Default behavior: The first column of the input table is Y and the remaining input table columns are Xi, except for the column specified by the Weight argument.

CategoricalColumns
[Optional] Specifies columnname-value pairs, each of which contains the name of a categorical input column and the category values in that column that the function is to include in the model that it generates.

Each columnname-value pair has one these forms:

  • 'columnname:max_cardinality'

    Limits the categories in the column to the max_cardinality most common ones and groups the others together as 'others'. For example, 'column_a:3' specifies that for column_a, the function uses the 3 most common categories and sets the category of the rows that do not belong to those 3 categories to 'others'.

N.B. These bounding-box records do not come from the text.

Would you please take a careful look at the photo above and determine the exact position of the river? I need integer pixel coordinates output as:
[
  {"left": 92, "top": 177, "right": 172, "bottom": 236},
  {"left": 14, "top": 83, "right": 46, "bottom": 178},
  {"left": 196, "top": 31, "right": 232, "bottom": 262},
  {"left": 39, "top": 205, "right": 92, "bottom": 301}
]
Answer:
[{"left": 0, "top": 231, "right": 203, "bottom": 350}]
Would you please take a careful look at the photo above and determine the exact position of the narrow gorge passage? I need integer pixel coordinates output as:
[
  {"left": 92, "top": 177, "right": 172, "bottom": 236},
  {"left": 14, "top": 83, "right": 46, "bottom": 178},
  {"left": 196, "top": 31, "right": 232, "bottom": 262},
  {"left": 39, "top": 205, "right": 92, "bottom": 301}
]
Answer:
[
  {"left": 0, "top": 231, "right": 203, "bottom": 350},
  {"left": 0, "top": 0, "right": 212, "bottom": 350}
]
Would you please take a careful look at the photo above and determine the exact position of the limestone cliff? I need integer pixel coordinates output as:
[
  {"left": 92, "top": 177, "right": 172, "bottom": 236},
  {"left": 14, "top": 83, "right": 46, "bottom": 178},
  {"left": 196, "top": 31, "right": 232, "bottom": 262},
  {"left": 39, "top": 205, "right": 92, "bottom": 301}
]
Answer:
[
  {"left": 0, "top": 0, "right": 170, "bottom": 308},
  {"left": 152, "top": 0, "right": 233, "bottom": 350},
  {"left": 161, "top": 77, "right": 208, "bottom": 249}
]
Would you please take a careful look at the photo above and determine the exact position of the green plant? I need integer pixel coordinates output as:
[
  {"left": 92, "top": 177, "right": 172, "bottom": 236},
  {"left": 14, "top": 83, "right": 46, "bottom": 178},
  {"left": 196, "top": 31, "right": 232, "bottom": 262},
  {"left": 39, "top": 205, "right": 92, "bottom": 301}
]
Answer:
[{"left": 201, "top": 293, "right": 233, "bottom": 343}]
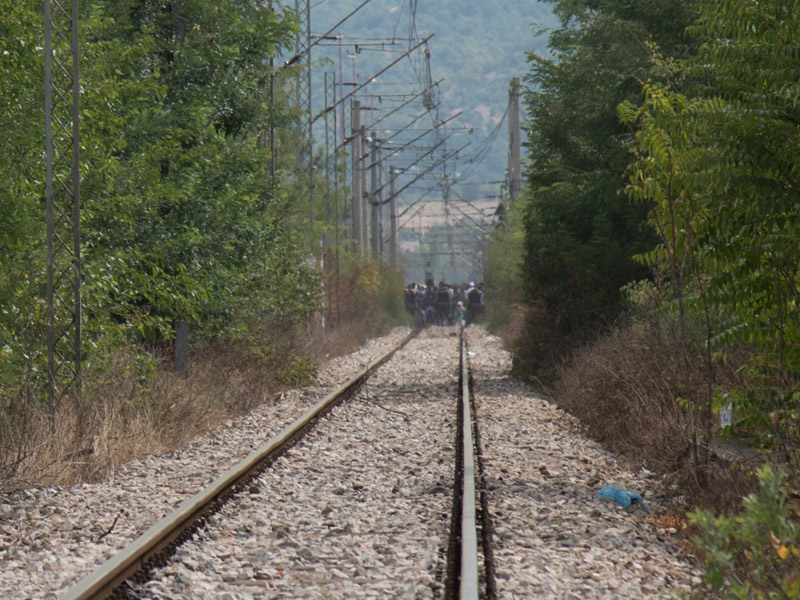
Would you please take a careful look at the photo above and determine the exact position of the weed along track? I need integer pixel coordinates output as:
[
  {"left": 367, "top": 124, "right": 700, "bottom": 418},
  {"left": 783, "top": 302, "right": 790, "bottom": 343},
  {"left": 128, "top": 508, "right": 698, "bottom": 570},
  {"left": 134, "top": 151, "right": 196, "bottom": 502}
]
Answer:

  • 'columnname:(category [, ...])'

    Limits the categories in the column to those that you specify and groups the others together as 'others'. For example, 'column_a : (red, yellow, blue)' specifies that for column_a, the function uses the categories red, yellow, and blue, and sets the category of the rows that do not belong to those categories to 'others'.

  • 'columnname'

    All category values appear in the model.

If you specify the ColumnNames argument, the columns that you specify in the CategoricalColumns argument must also appear in the ColumnNames argument.

Family
[Optional] Specifies the distribution exponential family. Supported values are:
  • 'BINOMIAL' (Default)
  • 'LOGISTIC' (equivalent to 'BINOMIAL')
  • 'POISSON'
  • 'GAUSSIAN'
  • 'GAMMA'
  • 'INVERSE_GAUSSIAN'
  • 'NEGATIVE_BINOMIAL'
Link
[Optional] Specifies the link function. Default: 'CANONICAL'. The canonical link functions (default link functions) and the link functions that are allowed for each exponential family are listed in the table in Background.
Weight
[Optional] Specifies the name of an input table column that contains the weights to assign to responses. Default behavior: All observations have equal weight.

You can use non-NULL weights to indicate that different observations have different dispersions (with the weights being inversely proportional to the dispersions). Equivalently, when the weights are positive integers wi, each response yi is the mean of wi unit-weight observations. A binomial GLM uses prior weights to give the number of trials when the response is the proportion of successes. A Poisson GLM rarely uses weights.

If the weight is less than the response value, the function throws an exception. Therefore, if the response value is greater than 1, you must specify a weight that is greater than or equal to the response value.

Threshold
[Optional] Specify the convergence threshold. Default: 0.01.
MaxIterNum
[Optional] Specifies the maximum number of iterations that the algorithm runs before quitting if the convergence threshold has not been met. The parameter max_iterations must be a positive INTEGER value. Default: 25.
Intercept
[Optional] Specifies whether the function uses an intercept. For example, in ß0+ß1*X1+ß2*X2+ ....+ ßpXp, the intercept is ß0. Default: 'true'.
Step
[Optional] Specifies whether the function uses a step. Default: 'false'. If the function uses a step, it runs with the GLM model that has the lowest Akaike information criterion (AIC) score, drops one predictor from the current predictor group, and repeats this process until no predictor remains.